Special Olympics funding ‘severely hampered’ by pandemic

Many fundraising events including street collections cancelled due to Covid-19

Team Ireland during the Special Olympic World Games 2019 opening ceremony in the Zayed Sports City, Abu Dhabi. Photograph: Ray McManus/Sportsfile

Fundraising for Special Olympics Ireland was "severely hampered" by the pandemic and will get worse next year, the organisation has warned.

Matt English, chief executive of the charity which supports more than 8,000 athletes with disabilities – aged from 4 years to 84 – said it lost around €600,000 in donations with the cancelling of its street collections in April.

The cancellation of other fundraising events such as golf outings, marathons and sea swims during the year has also put a dent in the organisation’s finances.

Mr English told the Oireachtas Joint Committee on Disability Matters that it was difficult persuading the public "not to be nervous donating online".
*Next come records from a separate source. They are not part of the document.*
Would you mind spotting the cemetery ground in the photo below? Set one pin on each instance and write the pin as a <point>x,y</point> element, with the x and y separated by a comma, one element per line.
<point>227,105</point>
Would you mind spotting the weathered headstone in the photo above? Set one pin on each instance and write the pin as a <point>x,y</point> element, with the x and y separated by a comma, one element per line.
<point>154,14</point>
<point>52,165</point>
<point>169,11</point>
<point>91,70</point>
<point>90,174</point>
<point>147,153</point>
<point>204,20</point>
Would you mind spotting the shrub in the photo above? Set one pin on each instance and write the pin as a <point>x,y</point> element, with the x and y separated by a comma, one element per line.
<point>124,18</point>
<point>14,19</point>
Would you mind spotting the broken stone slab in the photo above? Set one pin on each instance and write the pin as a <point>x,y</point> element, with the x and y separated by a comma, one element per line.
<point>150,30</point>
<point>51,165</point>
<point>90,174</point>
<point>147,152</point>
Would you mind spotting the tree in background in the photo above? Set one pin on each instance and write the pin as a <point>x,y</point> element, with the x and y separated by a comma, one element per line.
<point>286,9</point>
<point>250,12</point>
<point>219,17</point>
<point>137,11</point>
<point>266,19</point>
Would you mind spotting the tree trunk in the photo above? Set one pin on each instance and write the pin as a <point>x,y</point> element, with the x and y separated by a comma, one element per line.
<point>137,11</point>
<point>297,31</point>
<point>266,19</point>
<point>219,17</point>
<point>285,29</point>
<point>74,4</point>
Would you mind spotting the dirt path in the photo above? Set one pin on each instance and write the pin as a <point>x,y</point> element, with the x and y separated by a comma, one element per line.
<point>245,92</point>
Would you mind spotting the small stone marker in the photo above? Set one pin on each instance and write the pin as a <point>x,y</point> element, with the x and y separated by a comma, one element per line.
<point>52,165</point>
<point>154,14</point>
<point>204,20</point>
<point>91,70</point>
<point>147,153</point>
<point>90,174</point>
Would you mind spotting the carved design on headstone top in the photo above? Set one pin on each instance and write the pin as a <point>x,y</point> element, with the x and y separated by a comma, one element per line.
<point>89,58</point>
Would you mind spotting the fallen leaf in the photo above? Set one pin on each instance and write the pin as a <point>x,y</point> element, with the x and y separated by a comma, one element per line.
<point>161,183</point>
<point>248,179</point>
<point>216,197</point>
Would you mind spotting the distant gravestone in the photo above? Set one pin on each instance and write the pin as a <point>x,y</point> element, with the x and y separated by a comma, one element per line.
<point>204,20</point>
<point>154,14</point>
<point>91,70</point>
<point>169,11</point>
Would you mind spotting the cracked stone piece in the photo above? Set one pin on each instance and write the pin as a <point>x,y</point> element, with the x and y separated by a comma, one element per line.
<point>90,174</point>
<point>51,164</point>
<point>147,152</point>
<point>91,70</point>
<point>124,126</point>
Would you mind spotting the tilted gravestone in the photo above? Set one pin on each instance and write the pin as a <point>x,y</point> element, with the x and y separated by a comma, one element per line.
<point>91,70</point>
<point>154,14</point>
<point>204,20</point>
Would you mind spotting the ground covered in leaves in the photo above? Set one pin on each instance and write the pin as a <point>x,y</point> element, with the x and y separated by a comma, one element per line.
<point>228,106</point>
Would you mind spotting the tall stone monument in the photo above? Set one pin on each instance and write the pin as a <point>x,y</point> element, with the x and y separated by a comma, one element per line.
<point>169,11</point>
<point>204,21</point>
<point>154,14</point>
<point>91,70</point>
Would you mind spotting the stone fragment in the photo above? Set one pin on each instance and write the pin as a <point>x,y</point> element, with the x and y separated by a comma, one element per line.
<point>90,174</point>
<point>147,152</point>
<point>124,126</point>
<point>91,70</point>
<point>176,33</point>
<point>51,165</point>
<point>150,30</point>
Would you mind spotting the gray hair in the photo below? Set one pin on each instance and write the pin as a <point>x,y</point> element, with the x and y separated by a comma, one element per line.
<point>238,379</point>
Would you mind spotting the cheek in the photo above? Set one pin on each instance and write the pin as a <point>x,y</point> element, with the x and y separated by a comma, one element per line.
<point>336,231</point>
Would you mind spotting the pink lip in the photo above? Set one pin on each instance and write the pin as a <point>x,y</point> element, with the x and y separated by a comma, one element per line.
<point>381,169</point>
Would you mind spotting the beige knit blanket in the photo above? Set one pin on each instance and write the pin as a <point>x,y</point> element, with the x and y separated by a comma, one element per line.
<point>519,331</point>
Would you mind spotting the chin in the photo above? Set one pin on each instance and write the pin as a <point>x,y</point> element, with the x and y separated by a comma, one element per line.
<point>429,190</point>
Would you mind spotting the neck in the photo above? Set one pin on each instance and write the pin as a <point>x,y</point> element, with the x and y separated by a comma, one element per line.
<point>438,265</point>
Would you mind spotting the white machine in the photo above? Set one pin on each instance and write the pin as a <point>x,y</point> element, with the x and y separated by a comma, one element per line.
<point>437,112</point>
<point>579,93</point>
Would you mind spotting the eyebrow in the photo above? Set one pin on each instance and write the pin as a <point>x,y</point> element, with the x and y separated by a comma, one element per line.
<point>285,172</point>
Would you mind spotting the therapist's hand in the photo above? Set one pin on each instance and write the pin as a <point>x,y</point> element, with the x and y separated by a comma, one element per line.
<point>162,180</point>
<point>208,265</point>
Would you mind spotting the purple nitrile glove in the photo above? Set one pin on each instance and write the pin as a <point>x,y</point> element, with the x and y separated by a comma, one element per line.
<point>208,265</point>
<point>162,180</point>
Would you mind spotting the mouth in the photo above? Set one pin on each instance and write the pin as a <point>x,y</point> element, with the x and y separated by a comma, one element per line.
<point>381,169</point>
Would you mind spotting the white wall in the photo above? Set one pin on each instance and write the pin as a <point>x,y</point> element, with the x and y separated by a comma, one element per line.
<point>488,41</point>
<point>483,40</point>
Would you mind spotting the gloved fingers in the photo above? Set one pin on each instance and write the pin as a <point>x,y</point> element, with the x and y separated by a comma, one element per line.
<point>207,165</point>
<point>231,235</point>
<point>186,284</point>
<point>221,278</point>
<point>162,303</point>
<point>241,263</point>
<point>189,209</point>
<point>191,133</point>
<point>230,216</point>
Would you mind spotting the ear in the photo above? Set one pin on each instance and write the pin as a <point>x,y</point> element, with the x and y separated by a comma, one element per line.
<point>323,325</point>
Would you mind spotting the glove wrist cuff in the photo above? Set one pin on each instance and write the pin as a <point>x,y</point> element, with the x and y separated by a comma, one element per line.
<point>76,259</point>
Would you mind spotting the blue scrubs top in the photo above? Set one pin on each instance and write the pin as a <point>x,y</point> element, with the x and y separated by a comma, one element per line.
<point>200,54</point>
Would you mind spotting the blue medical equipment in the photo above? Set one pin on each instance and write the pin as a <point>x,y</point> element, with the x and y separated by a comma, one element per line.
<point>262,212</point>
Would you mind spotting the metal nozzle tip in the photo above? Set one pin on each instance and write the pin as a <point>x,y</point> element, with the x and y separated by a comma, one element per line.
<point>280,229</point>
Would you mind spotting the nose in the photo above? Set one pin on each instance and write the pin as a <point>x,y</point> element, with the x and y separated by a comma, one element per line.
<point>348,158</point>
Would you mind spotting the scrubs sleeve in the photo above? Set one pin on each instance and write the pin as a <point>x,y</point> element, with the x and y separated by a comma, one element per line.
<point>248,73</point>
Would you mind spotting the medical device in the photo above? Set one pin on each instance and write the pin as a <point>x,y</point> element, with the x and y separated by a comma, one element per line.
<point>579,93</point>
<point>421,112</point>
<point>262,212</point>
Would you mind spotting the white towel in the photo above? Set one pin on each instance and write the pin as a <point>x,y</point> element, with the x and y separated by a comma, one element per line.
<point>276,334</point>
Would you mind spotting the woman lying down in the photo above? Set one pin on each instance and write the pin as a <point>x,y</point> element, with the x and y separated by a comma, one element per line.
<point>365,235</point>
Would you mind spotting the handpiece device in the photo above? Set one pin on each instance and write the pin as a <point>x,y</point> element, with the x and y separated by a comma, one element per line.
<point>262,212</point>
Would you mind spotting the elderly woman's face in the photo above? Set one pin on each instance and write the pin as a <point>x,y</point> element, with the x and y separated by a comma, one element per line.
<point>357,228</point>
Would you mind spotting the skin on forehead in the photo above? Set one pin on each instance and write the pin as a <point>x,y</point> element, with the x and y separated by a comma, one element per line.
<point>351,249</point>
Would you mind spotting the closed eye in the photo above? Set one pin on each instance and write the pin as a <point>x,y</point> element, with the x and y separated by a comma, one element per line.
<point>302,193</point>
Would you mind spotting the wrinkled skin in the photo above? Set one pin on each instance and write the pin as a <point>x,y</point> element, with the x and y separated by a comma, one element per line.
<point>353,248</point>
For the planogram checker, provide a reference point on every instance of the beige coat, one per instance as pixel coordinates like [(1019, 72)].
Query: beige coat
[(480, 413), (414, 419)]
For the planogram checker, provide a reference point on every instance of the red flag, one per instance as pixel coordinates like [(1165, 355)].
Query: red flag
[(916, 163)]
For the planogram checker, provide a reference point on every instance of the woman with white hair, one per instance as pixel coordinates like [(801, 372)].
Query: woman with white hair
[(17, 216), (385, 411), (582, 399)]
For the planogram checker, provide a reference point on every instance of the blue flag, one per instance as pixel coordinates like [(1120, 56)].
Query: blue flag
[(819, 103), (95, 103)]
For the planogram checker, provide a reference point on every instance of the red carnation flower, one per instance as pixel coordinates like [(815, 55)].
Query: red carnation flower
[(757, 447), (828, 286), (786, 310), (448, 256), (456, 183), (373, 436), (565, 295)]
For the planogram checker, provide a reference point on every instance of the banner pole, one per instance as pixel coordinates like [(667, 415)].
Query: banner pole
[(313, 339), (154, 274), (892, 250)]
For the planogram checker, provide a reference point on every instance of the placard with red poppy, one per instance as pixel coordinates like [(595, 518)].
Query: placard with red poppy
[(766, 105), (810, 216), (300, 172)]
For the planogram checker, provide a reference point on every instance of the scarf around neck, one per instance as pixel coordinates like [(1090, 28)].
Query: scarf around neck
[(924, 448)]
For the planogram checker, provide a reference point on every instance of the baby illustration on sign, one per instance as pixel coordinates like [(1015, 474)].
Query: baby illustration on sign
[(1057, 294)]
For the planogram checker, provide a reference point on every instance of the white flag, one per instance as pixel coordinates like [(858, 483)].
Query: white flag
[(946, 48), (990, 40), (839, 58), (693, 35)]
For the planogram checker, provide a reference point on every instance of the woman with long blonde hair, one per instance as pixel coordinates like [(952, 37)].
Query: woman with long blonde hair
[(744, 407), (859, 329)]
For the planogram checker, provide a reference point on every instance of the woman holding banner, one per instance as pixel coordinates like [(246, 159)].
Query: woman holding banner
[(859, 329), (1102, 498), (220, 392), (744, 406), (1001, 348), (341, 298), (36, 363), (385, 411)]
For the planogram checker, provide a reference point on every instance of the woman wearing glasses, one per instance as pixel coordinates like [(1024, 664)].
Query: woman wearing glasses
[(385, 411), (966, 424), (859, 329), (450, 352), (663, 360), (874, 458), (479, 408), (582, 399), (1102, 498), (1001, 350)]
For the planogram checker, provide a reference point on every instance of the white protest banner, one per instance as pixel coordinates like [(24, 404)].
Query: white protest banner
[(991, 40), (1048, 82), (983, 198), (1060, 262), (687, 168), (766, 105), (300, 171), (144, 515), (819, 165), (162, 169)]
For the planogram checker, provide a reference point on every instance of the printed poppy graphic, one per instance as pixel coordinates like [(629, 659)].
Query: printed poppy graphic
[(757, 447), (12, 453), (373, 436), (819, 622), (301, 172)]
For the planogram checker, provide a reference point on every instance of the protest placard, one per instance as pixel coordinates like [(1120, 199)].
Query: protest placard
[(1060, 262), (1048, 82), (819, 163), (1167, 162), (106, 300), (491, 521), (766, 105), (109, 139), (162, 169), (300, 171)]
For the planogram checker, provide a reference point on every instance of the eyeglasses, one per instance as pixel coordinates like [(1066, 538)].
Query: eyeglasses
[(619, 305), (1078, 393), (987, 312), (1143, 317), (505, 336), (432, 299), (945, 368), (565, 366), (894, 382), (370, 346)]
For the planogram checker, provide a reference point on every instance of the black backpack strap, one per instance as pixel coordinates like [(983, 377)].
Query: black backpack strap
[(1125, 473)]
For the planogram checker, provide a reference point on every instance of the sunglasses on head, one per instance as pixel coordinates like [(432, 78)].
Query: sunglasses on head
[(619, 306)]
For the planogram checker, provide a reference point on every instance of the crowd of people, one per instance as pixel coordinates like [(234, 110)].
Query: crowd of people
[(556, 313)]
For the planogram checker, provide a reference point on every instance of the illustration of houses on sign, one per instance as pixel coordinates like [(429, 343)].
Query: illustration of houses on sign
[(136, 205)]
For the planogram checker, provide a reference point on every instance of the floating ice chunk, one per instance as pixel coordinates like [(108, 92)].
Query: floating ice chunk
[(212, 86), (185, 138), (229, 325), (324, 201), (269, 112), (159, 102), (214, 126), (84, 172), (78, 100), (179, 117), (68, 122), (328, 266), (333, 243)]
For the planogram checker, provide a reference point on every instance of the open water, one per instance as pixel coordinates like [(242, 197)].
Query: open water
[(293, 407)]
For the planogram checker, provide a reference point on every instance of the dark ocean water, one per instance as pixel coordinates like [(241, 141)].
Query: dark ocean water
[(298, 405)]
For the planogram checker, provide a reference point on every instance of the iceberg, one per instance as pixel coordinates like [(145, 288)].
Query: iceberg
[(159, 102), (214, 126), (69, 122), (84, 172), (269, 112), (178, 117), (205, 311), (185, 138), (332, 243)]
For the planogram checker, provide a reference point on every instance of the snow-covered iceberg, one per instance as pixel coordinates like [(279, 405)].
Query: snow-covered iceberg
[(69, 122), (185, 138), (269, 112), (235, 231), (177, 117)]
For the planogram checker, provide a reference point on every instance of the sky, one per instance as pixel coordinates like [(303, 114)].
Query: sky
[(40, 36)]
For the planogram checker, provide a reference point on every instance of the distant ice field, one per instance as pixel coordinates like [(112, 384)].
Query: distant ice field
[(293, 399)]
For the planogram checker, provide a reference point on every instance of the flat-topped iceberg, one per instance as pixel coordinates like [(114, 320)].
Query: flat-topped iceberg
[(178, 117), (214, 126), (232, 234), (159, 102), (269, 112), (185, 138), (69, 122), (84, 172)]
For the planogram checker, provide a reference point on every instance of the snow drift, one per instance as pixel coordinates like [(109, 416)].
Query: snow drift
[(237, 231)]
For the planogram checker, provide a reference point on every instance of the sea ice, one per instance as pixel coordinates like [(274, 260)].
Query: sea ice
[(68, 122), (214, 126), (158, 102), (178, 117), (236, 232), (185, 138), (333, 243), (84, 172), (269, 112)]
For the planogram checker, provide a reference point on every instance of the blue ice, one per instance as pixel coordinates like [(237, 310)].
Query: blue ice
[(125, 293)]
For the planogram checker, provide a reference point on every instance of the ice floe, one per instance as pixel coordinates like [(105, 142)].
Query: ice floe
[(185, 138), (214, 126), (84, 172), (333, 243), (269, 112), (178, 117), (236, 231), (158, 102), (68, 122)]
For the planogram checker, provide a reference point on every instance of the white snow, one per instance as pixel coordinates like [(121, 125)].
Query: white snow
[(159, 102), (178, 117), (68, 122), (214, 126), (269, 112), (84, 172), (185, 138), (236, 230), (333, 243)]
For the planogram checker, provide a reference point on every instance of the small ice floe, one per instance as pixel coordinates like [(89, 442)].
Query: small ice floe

“It’s not how many people donate,” he told TDs and senators on Thursday, the UN International Day of Persons with Disabilities.

Special Olympics Ireland launched an online Can't Stop Now video appeal in October, featuring actor Colin Farrell and singer Hozier, in an attempt to make up a shortfall in donations.

“We are a sporting organisation first and foremost but we are also a charitable organisation in the disability sector,” said Mr English.

“Fundraising, community funding, we depend on quite a lot. It was severely hampered.”

Emergency pandemic funding, including the wage subsidy schemes, proved “critical” for the organisation during the year, but he warned next year would be tougher again.

“We would see 2021 as a tougher year than 2020, in a fundraising capacity,” Mr English told the committee.

Special Olympics Ireland is recognised as one of the strongest “if not the strongest” such programmes in the world, he added.

The charity supports 290 clubs on the island of Ireland, covering 15 different sports.

A 10 week programme, Together at Home, launched in April focused on keeping members active and “putting routine and structure back into daily lives”, said Mr English.